As in English, hyphens (trait d’union) are used in French for ranges of figures, dates or page numbers, and years ,e.g., "Voir page 167-180".
“Em” dashes (tiret cadratin ou tiret long) are used to enclose clarifications or to indicate a sudden break in thought or to add emphasis. In this case, commas and parentheses can be used instead. Unlike in English, however, the opening dash should always be preceded by a space and the closing dash followed by a space. Also, an “em” dash should never be left alone at the end of a line.
In French, three types of dash characters are used:

  • Hyphen (trait d’union: -): Used to divide words at the end of a line (e.g. “appli-cation”) and for compound words (e.g. “clavier-écran”). A hyphenated compound should not be split between lines. If possible, use a non-breaking hyphen. Titles should not have hyphenated words.

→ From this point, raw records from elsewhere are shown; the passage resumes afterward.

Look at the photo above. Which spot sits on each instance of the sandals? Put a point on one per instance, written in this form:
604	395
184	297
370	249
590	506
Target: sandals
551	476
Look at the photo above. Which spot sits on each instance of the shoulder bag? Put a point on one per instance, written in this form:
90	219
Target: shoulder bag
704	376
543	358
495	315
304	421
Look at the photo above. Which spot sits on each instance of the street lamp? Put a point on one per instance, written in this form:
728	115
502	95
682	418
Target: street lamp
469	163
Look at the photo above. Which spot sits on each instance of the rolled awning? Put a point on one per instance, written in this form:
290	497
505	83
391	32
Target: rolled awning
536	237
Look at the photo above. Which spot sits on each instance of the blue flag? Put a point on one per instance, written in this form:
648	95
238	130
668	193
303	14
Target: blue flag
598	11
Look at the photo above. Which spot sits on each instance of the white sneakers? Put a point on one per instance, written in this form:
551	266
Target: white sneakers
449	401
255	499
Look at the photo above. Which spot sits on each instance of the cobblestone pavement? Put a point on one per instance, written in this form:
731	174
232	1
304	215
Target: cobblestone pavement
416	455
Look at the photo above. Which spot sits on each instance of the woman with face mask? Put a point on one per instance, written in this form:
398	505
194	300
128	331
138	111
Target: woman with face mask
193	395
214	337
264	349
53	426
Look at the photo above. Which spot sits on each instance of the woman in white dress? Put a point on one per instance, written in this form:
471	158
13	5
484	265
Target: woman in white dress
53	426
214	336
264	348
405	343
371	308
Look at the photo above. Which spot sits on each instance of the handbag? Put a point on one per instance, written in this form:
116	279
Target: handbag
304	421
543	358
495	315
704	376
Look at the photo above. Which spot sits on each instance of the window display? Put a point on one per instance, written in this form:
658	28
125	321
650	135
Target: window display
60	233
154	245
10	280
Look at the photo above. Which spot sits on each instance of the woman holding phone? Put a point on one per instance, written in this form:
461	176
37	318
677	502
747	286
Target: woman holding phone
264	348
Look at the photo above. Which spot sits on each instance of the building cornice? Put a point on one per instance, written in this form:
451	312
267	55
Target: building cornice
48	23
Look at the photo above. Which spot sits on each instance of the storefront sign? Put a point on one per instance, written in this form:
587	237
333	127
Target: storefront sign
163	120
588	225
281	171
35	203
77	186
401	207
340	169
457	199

General rules to follow regarding hyphenated words include the following:

  • Words are split in syllables; respect their syllabic structure (e.g.: milli-/mètre).

  • As much as possible, try to keep at least 3 letters at the end of a line and 3 letters at the beginning of the following line.

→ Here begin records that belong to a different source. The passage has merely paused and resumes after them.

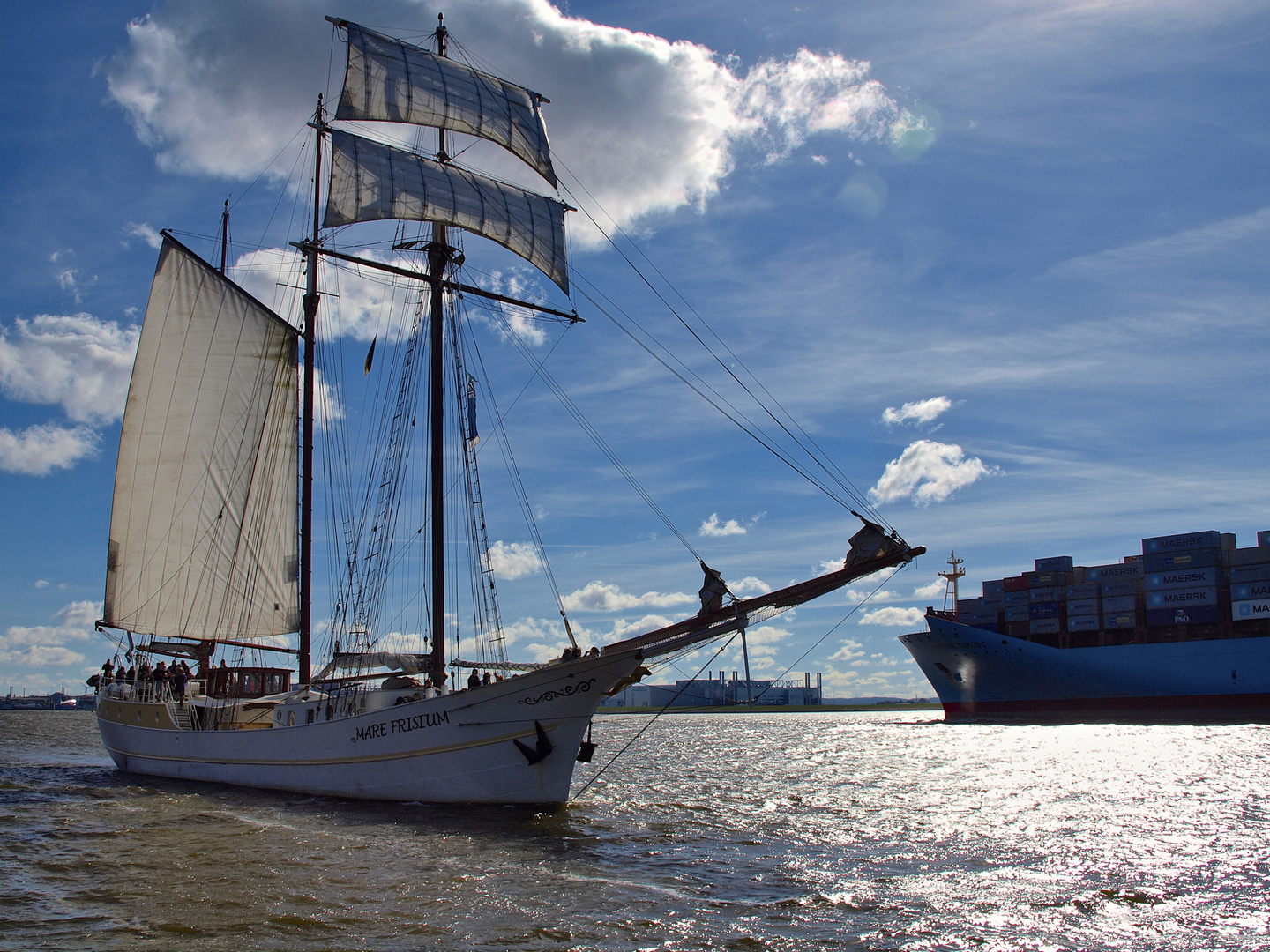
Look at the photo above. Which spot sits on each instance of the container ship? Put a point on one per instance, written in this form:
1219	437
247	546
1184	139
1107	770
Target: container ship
1181	629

  • Do not bring silent syllables to the next line.

  • Take the etymology of words into account (e.g.: inter-/actif, in-/stable).

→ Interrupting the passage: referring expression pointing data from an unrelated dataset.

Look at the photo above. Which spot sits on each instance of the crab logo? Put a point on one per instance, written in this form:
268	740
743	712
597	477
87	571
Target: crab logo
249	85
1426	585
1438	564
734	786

  • Do not end a line with an elision (e.g.: incorrect: l'-/utilisateur; correct: l'uti-/lisateur).

  • Do not hyphenate proper names such as product or trademark names.

  • Do not divide between two vowels (e.g.: incorrect: thé-/orique; correct: théo-/rique).

  • In words such as au-dessus or ci-après, use a non-breaking hyphen so that words are not split.

  • No hyphenation before x or y; after x or y, before a vowel or an h (e.g.: con-/nexion).

  • Nowadays, hyphens are less used. New words in French, in particular, do not contain hyphens (e.g.: programme utilisateur and ingénieur système).

  • Em” dash (tiret demi-cadratin or tiret court: – ): Used as a minus sign with a space before and after.

  • Em” dash (tiret cadratin or tiret long: —): Used to enclose comments not syntactically connected to the rest of the sentence. Similar to using brackets. The use of “em” dash in the English text does not always warrant its use in the French translation. Depending on the context, it can be replaced with a comma or brackets.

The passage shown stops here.